NVIDIA / Fuser

A Fusion Code Generator for NVIDIA GPUs (commonly known as "nvFuser")
Other
271 stars 53 forks source link

Add dtype parameter to Tensor state in python frontend. #3269

Open rdspring1 opened 4 weeks ago

rdspring1 commented 4 weeks ago

Currently, we only track the number of dimensions in the Tensor struct. Tracking the dtype of the tensor would also be useful information to track.

Reference: https://github.com/NVIDIA/Fuser/blob/main/csrc/python_frontend/fusion_definition.h#L31-L75

kevinstephano commented 2 weeks ago

The Tensor struct in the python frontend is not the same as a TensorView in nvFuser's IR that has more information. Therefore, what is the motivating use case to add dtype to the struct?

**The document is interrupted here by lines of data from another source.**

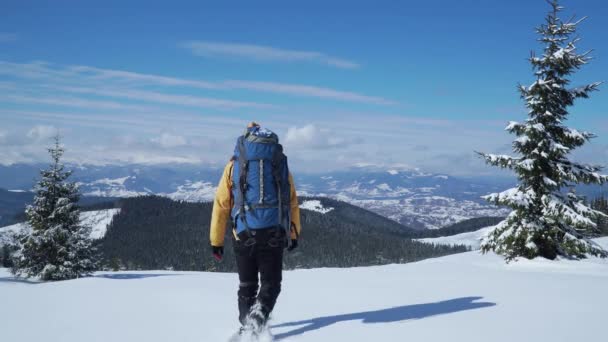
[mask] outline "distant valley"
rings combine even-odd
[[[44,165],[0,166],[0,188],[30,190],[41,167]],[[187,202],[212,201],[222,173],[221,167],[195,165],[69,167],[87,197],[154,194]],[[504,178],[461,178],[369,166],[325,174],[294,173],[301,195],[335,198],[415,229],[437,229],[475,217],[505,216],[506,209],[489,205],[480,197],[514,184]],[[27,197],[24,193],[11,194]]]

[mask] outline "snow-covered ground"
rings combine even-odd
[[[85,211],[80,214],[80,219],[84,224],[91,226],[92,239],[101,239],[106,235],[108,225],[119,212],[120,209]]]
[[[172,193],[161,193],[159,196],[169,197],[175,201],[186,202],[211,202],[215,198],[217,188],[210,182],[186,181],[186,184],[179,185],[177,190]]]
[[[85,211],[80,214],[80,219],[83,224],[91,226],[91,238],[101,239],[106,235],[108,225],[112,223],[114,215],[118,214],[120,209],[104,209]],[[17,223],[11,226],[0,227],[0,244],[5,241],[7,236],[11,233],[20,231],[25,224]]]
[[[491,226],[469,233],[417,240],[420,242],[432,243],[436,245],[464,245],[471,247],[472,250],[478,250],[481,244],[481,239],[493,228],[494,226]]]
[[[608,244],[608,241],[603,241]],[[235,274],[119,272],[29,283],[0,270],[0,339],[226,341]],[[602,341],[608,261],[478,252],[406,265],[285,272],[276,341]]]
[[[334,210],[334,208],[331,208],[331,207],[324,207],[323,204],[321,203],[321,201],[319,201],[319,200],[304,201],[304,202],[302,202],[302,204],[300,204],[300,208],[306,209],[306,210],[311,210],[311,211],[316,211],[321,214],[327,214],[328,212]]]
[[[471,247],[472,250],[479,250],[482,238],[485,237],[486,234],[489,233],[493,228],[494,226],[490,226],[469,233],[416,240],[436,245],[464,245]],[[608,237],[595,239],[595,242],[599,243],[602,247],[604,247],[604,249],[608,250]]]

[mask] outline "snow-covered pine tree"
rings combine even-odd
[[[59,137],[48,151],[53,163],[40,171],[34,203],[26,209],[29,227],[17,237],[11,270],[42,280],[89,275],[97,266],[97,254],[89,237],[91,227],[80,222],[78,186],[67,181],[71,171],[61,163],[64,149]]]
[[[578,53],[573,35],[585,18],[562,21],[559,1],[547,1],[552,10],[546,23],[537,28],[544,45],[542,56],[532,53],[536,81],[519,86],[529,109],[523,123],[511,122],[506,130],[517,136],[513,150],[520,155],[484,154],[488,164],[515,171],[519,184],[513,189],[485,198],[509,206],[511,214],[482,242],[482,251],[495,251],[507,261],[517,257],[537,256],[555,259],[558,255],[584,258],[607,256],[607,252],[588,239],[596,229],[594,217],[604,215],[587,206],[576,194],[578,183],[603,184],[608,176],[601,167],[571,161],[568,154],[594,137],[566,127],[568,107],[579,98],[589,97],[600,83],[569,88],[568,77],[590,61],[589,52]]]

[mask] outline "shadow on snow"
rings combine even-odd
[[[94,278],[114,279],[114,280],[131,280],[131,279],[146,279],[157,277],[173,277],[180,274],[163,274],[163,273],[112,273],[112,274],[97,274]]]
[[[41,282],[36,281],[36,280],[29,280],[27,278],[20,278],[20,277],[1,277],[0,283],[21,283],[21,284],[35,285],[35,284],[40,284]]]
[[[162,273],[150,273],[150,274],[138,274],[138,273],[117,273],[117,274],[97,274],[89,277],[82,278],[103,278],[103,279],[113,279],[113,280],[131,280],[131,279],[146,279],[146,278],[156,278],[156,277],[169,277],[169,276],[179,276],[180,274],[162,274]],[[20,283],[20,284],[44,284],[46,282],[41,280],[30,280],[27,278],[21,277],[0,277],[0,283]]]
[[[483,297],[464,297],[436,303],[406,305],[377,311],[317,317],[304,321],[282,323],[275,325],[272,328],[304,325],[303,327],[275,335],[276,340],[282,340],[345,321],[361,320],[362,323],[366,324],[393,323],[496,306],[496,303],[476,302],[482,298]]]

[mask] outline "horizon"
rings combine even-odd
[[[74,164],[222,166],[249,121],[276,131],[292,169],[403,165],[501,176],[474,151],[510,153],[526,118],[518,82],[533,74],[543,0],[458,4],[311,1],[180,5],[0,5],[0,164],[45,163],[64,137]],[[608,6],[579,49],[594,60],[573,86],[608,80]],[[136,16],[136,19],[133,18]],[[571,108],[598,137],[574,154],[608,164],[608,89]]]

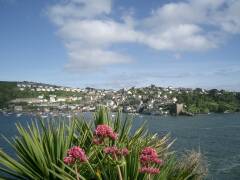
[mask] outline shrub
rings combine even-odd
[[[115,119],[100,107],[94,121],[73,118],[17,125],[10,142],[17,158],[0,151],[0,170],[17,179],[203,179],[199,153],[178,160],[169,150],[170,136],[132,132],[132,120]],[[6,178],[1,175],[1,178]]]

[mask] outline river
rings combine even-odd
[[[0,114],[0,133],[6,137],[17,134],[15,123],[26,126],[32,117]],[[197,115],[194,117],[147,116],[134,117],[134,127],[144,121],[151,133],[160,136],[168,132],[176,139],[173,149],[182,153],[200,150],[206,157],[209,175],[213,180],[240,179],[240,113]],[[0,148],[13,154],[9,145],[0,137]]]

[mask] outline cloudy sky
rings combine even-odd
[[[0,80],[240,90],[240,0],[0,0]]]

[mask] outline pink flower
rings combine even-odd
[[[129,154],[128,149],[127,149],[127,148],[123,148],[123,149],[121,150],[121,154],[122,154],[123,156],[127,156],[127,155]]]
[[[141,173],[158,174],[158,168],[150,167],[151,164],[163,164],[163,160],[158,158],[156,149],[145,147],[140,154]]]
[[[116,140],[118,134],[115,133],[112,128],[106,124],[98,125],[95,129],[95,138],[93,140],[94,144],[101,144],[104,138],[110,138],[112,140]]]
[[[75,161],[76,161],[76,159],[73,158],[73,157],[70,157],[70,156],[65,157],[65,158],[63,159],[63,162],[64,162],[65,164],[67,164],[67,165],[74,164]]]
[[[153,162],[156,164],[163,164],[163,160],[158,158],[153,159]]]
[[[97,136],[108,137],[112,133],[113,133],[112,128],[105,124],[98,125],[97,128],[95,129],[95,134]]]
[[[153,167],[141,167],[140,168],[140,173],[148,173],[148,174],[158,174],[160,170],[158,168],[153,168]]]
[[[69,157],[73,157],[75,159],[78,159],[80,162],[86,162],[87,156],[85,154],[85,151],[80,148],[79,146],[74,146],[67,152]]]
[[[162,164],[162,160],[158,158],[157,151],[151,147],[145,147],[140,154],[140,162],[142,165],[150,163]]]
[[[145,147],[141,154],[143,155],[149,155],[149,156],[153,156],[153,157],[157,157],[157,151],[154,149],[154,148],[151,148],[151,147]]]
[[[116,146],[105,147],[103,151],[104,151],[104,153],[106,153],[106,154],[116,155],[117,152],[118,152],[118,148],[117,148]]]
[[[109,135],[109,138],[111,138],[112,140],[116,140],[117,137],[118,137],[118,134],[115,133],[115,132],[113,132],[113,133],[111,133],[111,134]]]
[[[118,155],[118,156],[126,156],[129,154],[129,151],[127,148],[117,148],[116,146],[112,147],[106,147],[104,148],[104,153],[109,154],[109,155]]]

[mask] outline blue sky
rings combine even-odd
[[[240,91],[239,0],[0,0],[0,80]]]

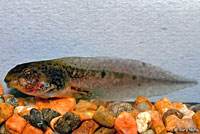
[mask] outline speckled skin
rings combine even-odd
[[[104,100],[161,95],[197,84],[144,62],[105,57],[25,63],[11,69],[5,82],[34,96]]]

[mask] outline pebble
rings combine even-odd
[[[42,109],[42,116],[44,118],[44,121],[50,125],[50,121],[55,118],[55,117],[58,117],[60,116],[61,114],[50,109],[50,108],[43,108]]]
[[[98,127],[99,125],[93,120],[84,121],[72,134],[93,134]]]
[[[79,124],[79,116],[69,111],[61,118],[59,118],[53,126],[57,132],[61,134],[66,134],[71,133],[73,130],[75,130],[79,126]]]
[[[152,111],[152,110],[148,110],[147,112],[151,114],[152,130],[156,134],[166,134],[166,129],[163,124],[161,114],[158,111]]]
[[[5,124],[1,125],[0,134],[11,134],[8,130],[6,130]]]
[[[199,134],[197,125],[190,118],[187,119],[185,118],[177,122],[175,128],[179,130],[178,132],[176,132],[176,134]],[[192,130],[193,132],[184,132],[184,130],[190,130],[190,131]]]
[[[26,97],[23,101],[24,106],[32,106],[35,105],[35,97]]]
[[[66,112],[74,110],[75,106],[76,99],[72,97],[66,97],[50,100],[49,108],[64,115]]]
[[[102,126],[112,128],[114,126],[114,117],[110,114],[104,106],[100,106],[93,116],[94,120]]]
[[[154,106],[161,115],[163,115],[167,110],[173,109],[173,105],[168,98],[156,101]]]
[[[13,98],[14,95],[12,95],[12,94],[4,94],[3,97],[4,97],[4,100],[6,101],[8,98]]]
[[[151,106],[146,101],[142,101],[137,104],[135,107],[139,112],[145,112],[147,110],[151,110]]]
[[[5,102],[5,100],[4,100],[3,95],[0,95],[0,103],[4,103],[4,102]]]
[[[104,106],[104,107],[107,106],[107,102],[103,101],[103,100],[92,99],[92,100],[90,100],[90,102],[92,102],[93,104],[97,105],[97,107],[99,107],[101,105]]]
[[[178,121],[180,121],[180,119],[176,115],[167,116],[165,119],[166,130],[173,132]]]
[[[87,100],[80,100],[75,107],[76,111],[83,111],[83,110],[96,110],[97,105],[89,102]]]
[[[14,109],[14,113],[20,116],[29,115],[32,108],[38,109],[37,106],[17,106]]]
[[[192,116],[192,120],[197,124],[198,129],[200,131],[200,111],[196,112],[193,116]]]
[[[12,105],[13,107],[17,107],[18,99],[15,97],[8,98],[5,103],[8,103],[8,104]]]
[[[135,100],[133,106],[136,107],[140,102],[147,102],[149,106],[152,108],[153,104],[144,96],[138,96],[137,99]]]
[[[106,127],[101,127],[94,134],[115,134],[115,133],[116,131],[114,128],[111,129],[111,128],[106,128]]]
[[[93,119],[94,110],[84,110],[84,111],[73,111],[73,113],[79,115],[80,120],[84,121],[84,120],[91,120]]]
[[[196,104],[189,107],[190,110],[194,111],[195,113],[200,110],[200,104]]]
[[[112,114],[112,116],[114,116],[115,118],[118,116],[117,111],[118,111],[119,105],[120,105],[120,102],[113,102],[113,103],[108,104],[108,107],[107,107],[109,113]]]
[[[21,134],[27,122],[18,114],[13,114],[5,123],[6,129],[12,134]]]
[[[31,111],[30,111],[29,121],[30,121],[31,125],[33,125],[37,128],[40,128],[42,130],[46,130],[46,128],[47,128],[47,126],[44,122],[42,113],[35,108],[31,109]]]
[[[0,95],[4,94],[3,85],[0,83]]]
[[[186,105],[183,105],[183,107],[180,109],[180,112],[184,114],[183,118],[191,118],[195,114],[192,110],[188,109]]]
[[[8,103],[0,103],[0,124],[14,113],[14,107]]]
[[[169,110],[167,110],[167,111],[164,113],[164,115],[163,115],[163,117],[162,117],[162,120],[163,120],[164,124],[165,124],[166,118],[167,118],[168,116],[170,116],[170,115],[175,115],[175,116],[177,116],[179,119],[182,119],[183,116],[184,116],[183,113],[181,113],[180,111],[178,111],[178,110],[176,110],[176,109],[169,109]]]
[[[115,120],[115,129],[119,134],[137,134],[135,118],[128,112],[122,112]]]
[[[24,128],[22,134],[43,134],[43,131],[28,123]]]
[[[139,133],[146,132],[151,127],[151,115],[148,112],[141,112],[136,118],[137,130]]]
[[[50,127],[47,127],[46,131],[44,132],[44,134],[52,134],[53,130]]]
[[[142,134],[155,134],[154,131],[152,129],[147,130],[146,132],[142,133]]]

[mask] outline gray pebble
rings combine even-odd
[[[140,103],[137,104],[136,106],[136,109],[139,111],[139,112],[145,112],[147,110],[150,110],[151,107],[149,106],[149,104],[145,101],[142,101]]]
[[[5,100],[4,100],[3,95],[0,95],[0,103],[4,103],[4,102],[5,102]]]
[[[11,134],[10,132],[8,132],[8,130],[6,130],[5,124],[1,125],[0,134]]]
[[[14,106],[14,107],[17,107],[17,105],[18,105],[18,99],[15,98],[15,97],[13,97],[13,98],[8,98],[8,99],[6,100],[6,103],[8,103],[8,104],[10,104],[10,105],[12,105],[12,106]]]
[[[189,107],[190,110],[194,111],[195,113],[200,110],[200,104],[196,104]]]

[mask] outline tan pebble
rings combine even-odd
[[[13,114],[5,123],[6,129],[12,134],[21,134],[27,122],[17,114]]]
[[[114,117],[106,110],[104,106],[100,106],[94,113],[93,119],[102,126],[112,128],[114,126]]]
[[[84,121],[72,134],[93,134],[98,127],[99,125],[93,120]]]
[[[14,113],[20,116],[29,115],[32,108],[38,109],[37,106],[17,106],[14,110]]]
[[[80,117],[81,121],[93,119],[95,113],[94,110],[72,111],[72,112],[77,114]]]
[[[0,83],[0,95],[4,95],[3,85]]]
[[[57,121],[59,118],[61,118],[61,117],[62,117],[62,116],[55,117],[55,118],[53,118],[53,119],[50,121],[50,126],[51,126],[51,128],[52,128],[54,131],[56,131],[55,128],[54,128],[54,124],[55,124],[56,121]]]
[[[183,119],[184,118],[192,119],[192,116],[195,114],[192,110],[188,109],[185,104],[179,111],[184,114]]]
[[[148,112],[141,112],[136,118],[137,130],[139,133],[146,132],[151,127],[151,115]]]
[[[86,100],[80,100],[75,107],[76,111],[82,111],[82,110],[96,110],[97,105],[93,104],[92,102],[86,101]]]
[[[43,99],[39,97],[35,97],[36,106],[41,111],[43,108],[51,108],[49,99]]]
[[[43,134],[43,131],[28,123],[24,128],[22,134]]]
[[[14,113],[14,107],[7,103],[0,103],[0,124]]]

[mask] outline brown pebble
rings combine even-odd
[[[183,116],[184,116],[183,113],[181,113],[180,111],[178,111],[178,110],[176,110],[176,109],[169,109],[169,110],[167,110],[167,111],[164,113],[164,115],[163,115],[163,117],[162,117],[162,120],[163,120],[164,124],[165,124],[166,118],[167,118],[168,116],[170,116],[170,115],[175,115],[175,116],[177,116],[179,119],[182,119]]]
[[[72,134],[93,134],[98,127],[99,125],[93,120],[84,121]]]
[[[94,134],[115,134],[115,129],[110,129],[110,128],[106,128],[106,127],[101,127],[100,129],[98,129]]]
[[[101,105],[104,106],[104,107],[107,106],[107,102],[103,101],[103,100],[92,99],[92,100],[90,100],[90,102],[92,102],[93,104],[97,105],[97,107],[99,107]]]
[[[106,110],[104,106],[100,106],[93,116],[94,120],[102,126],[112,128],[114,126],[114,117]]]
[[[159,101],[156,101],[154,106],[162,116],[167,110],[173,109],[173,105],[168,98],[163,98]]]
[[[53,130],[51,128],[47,127],[47,129],[44,132],[44,134],[53,134]]]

rdspring1 commented 2 weeks ago

You can perform heuristic and segmentation analysis without building the cpp Fusion IR.

You wanted to do segmentation in python. How you do better than the CPP algorithm without additional information?

You already have the fusion DAG, but you need the tensor sizes and dtype information to score the segments. Most device information is already available through pytorch.

rdspring1 commented 2 weeks ago

Segmentation decomposes a fusion into a directed acyclic graph (DAG) of sub-fusions. You can map a fusion directly to its component sub-fusions without building the CPP Fusion IR.

Aditya-PS-05 commented 1 week ago

@rdspring1 , I would like to work on it. Please assign it to me or should I just create a pr.